# August 18th Stage 6

## Stage 6: Comprehensive Data Preprocessing 

- Deal with missing values 
- Not in the range we are looking to work in 
- Data types (type corrections)
- Scaling/normalization (MinMax, StandardScale) - if one data point in thouands and another in decimal, if you took a distance between - the 2 points it would be heavily weighted. Thus you would be scaling it
- Reusable functions 


In [1]:
import os
import pandas as pd 

In [3]:
csv_path = 'data/instructor_dirty.csv'
os.makedirs('data', exist_ok=True)

if not os.path.exists(csv_path):
    df_demo = pd.DataFrame({
        'numeric_col': [10, None, 40, 55, 70],
        'category_col': ['A', 'B', 'A', 'B', 'C'],
        'price': ['$100', '$200', '$150', None, '$250'],
        'date_str': ['2025-08-01','2025-08-02',None,'2025-08-04','2025-08-05'],
        'category': ['Electronics','Furniture','Toys','Clothing',None]
    })
    df_demo.to_csv(csv_path, index=False)
    print(f"Demo CSV created at {csv_path}")
else:
    print(f"CSV already exists at {csv_path}")

Demo CSV created at data/instructor_dirty.csv


Missing Data Handling:
- MCAR: Missing completely at random - missing for no particular pattern or reason, if u wanna fill it avg of data points or drop it
- MAR: Missing at Random -  based on some other column, not completely random 
- MNAR: Missing not at random
Look at columns, is it because of that, what if we drop a column
The first question is, is there a pattern? Is there a reason or completely at random 

In [8]:
import pandas as pd #Imports the pandas library for data manipulation and analysis, aliasing it as pd.
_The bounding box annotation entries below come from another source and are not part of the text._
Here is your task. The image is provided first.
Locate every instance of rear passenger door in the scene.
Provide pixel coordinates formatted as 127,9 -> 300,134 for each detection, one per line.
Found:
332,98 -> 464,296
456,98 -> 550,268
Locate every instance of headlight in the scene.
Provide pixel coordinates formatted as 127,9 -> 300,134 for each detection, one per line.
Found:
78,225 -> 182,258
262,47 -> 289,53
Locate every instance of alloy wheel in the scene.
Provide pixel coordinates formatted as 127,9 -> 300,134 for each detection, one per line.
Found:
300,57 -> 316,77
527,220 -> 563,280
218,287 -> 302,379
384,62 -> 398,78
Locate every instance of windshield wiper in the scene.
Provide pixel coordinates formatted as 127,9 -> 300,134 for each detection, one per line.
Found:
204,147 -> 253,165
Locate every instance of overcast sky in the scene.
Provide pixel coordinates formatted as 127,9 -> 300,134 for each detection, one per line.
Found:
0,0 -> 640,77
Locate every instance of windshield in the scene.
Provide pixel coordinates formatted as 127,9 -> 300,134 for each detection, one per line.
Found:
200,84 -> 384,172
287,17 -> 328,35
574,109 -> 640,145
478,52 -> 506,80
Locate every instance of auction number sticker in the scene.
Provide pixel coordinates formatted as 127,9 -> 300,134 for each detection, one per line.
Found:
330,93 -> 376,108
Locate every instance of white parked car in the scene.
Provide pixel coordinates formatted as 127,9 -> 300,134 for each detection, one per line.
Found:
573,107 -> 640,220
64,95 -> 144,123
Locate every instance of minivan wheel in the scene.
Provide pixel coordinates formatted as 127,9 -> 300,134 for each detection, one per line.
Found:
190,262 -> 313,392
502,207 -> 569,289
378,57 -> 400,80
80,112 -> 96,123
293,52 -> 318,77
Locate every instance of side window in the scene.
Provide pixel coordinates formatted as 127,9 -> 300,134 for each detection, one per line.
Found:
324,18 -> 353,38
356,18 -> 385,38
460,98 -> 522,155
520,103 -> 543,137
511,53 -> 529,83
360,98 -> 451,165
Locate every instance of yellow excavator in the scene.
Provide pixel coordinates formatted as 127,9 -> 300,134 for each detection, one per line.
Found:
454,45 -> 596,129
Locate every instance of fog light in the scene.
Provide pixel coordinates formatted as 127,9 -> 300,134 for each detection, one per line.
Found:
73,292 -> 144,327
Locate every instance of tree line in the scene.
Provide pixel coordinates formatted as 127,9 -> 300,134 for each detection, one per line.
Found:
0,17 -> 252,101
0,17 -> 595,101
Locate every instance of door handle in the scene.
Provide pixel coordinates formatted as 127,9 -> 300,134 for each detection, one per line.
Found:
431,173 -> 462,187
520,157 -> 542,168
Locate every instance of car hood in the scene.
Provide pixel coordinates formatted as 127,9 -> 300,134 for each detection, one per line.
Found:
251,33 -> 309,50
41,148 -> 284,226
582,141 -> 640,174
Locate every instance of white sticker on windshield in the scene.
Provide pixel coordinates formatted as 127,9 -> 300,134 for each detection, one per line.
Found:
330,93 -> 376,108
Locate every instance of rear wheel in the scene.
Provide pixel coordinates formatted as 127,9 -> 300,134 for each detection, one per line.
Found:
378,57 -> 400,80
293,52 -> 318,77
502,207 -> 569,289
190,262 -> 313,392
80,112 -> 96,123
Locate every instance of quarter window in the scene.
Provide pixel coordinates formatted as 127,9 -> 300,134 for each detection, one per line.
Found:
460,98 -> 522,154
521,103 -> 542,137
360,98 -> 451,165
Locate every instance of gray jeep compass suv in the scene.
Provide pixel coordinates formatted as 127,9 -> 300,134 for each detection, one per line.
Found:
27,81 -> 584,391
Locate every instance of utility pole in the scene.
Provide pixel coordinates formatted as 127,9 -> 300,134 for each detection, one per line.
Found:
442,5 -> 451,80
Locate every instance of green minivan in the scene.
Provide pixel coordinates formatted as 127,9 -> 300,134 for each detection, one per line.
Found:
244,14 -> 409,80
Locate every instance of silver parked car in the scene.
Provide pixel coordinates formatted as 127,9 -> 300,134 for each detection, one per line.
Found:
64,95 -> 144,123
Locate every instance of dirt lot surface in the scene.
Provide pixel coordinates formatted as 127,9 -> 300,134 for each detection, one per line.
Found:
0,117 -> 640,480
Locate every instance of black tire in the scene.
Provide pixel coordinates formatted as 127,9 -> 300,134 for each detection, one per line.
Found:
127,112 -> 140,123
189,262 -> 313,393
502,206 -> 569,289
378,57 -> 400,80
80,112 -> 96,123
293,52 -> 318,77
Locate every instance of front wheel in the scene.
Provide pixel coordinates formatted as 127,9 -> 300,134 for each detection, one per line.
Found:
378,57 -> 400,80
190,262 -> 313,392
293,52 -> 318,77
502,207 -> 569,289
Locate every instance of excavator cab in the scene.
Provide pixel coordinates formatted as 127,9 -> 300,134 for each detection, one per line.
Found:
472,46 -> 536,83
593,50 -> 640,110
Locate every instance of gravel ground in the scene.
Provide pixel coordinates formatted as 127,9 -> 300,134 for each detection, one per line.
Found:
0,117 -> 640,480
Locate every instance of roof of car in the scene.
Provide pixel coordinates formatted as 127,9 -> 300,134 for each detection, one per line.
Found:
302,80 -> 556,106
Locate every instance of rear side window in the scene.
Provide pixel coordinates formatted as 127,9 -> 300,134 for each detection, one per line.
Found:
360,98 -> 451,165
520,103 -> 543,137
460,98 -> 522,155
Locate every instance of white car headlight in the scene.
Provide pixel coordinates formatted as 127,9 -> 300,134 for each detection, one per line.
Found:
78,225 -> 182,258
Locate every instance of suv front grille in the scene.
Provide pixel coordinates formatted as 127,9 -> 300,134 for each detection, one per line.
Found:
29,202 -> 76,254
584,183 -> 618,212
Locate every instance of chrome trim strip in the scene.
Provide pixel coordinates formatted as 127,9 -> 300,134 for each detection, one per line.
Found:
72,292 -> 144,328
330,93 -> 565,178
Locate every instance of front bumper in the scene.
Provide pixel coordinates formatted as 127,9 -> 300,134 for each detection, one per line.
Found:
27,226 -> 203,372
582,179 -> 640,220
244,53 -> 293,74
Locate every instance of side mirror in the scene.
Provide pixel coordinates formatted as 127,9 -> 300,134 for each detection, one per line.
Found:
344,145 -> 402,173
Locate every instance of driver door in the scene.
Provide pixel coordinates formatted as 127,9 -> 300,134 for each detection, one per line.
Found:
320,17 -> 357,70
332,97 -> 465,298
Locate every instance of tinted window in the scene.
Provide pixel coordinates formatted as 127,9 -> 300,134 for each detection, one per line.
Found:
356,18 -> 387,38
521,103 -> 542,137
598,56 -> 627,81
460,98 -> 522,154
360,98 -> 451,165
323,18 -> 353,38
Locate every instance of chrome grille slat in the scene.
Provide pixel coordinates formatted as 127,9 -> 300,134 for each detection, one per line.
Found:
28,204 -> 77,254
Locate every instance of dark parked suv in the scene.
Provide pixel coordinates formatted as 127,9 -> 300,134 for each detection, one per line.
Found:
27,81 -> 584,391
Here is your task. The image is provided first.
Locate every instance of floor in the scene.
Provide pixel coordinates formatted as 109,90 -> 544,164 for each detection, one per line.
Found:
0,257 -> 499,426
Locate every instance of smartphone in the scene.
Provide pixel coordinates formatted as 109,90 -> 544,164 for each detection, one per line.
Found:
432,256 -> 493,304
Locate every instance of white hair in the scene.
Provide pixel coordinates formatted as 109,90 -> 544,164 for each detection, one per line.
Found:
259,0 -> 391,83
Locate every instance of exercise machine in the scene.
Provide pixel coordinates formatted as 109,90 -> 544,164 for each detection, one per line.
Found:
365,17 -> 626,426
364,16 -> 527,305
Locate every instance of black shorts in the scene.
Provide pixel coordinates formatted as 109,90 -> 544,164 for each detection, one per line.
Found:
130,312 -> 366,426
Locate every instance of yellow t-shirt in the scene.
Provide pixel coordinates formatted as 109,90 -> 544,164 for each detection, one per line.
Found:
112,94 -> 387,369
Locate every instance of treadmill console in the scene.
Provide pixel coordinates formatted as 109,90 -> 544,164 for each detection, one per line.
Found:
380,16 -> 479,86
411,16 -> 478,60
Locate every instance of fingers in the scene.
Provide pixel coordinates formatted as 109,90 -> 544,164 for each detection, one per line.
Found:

import numpy as np #Imports the NumPy library for numerical operations and array handling, aliasing it as np.

import seaborn as sns #Imports the Seaborn library for creating statistical data visualizations, aliasing it as sns.

import matplotlib.pyplot as plt #Imports the Matplotlib plotting module for creating static visualizations, aliasing it as plt.

from sklearn.preprocessing import MinMaxScaler, StandardScaler #Imports MinMaxScaler and StandardScaler from Scikit-learn #to scale features to a specific range or standardize them, respectively.

import missingno as msno #Imports the missingno library to visualize missing data patterns and relationships, aliasing it as msno.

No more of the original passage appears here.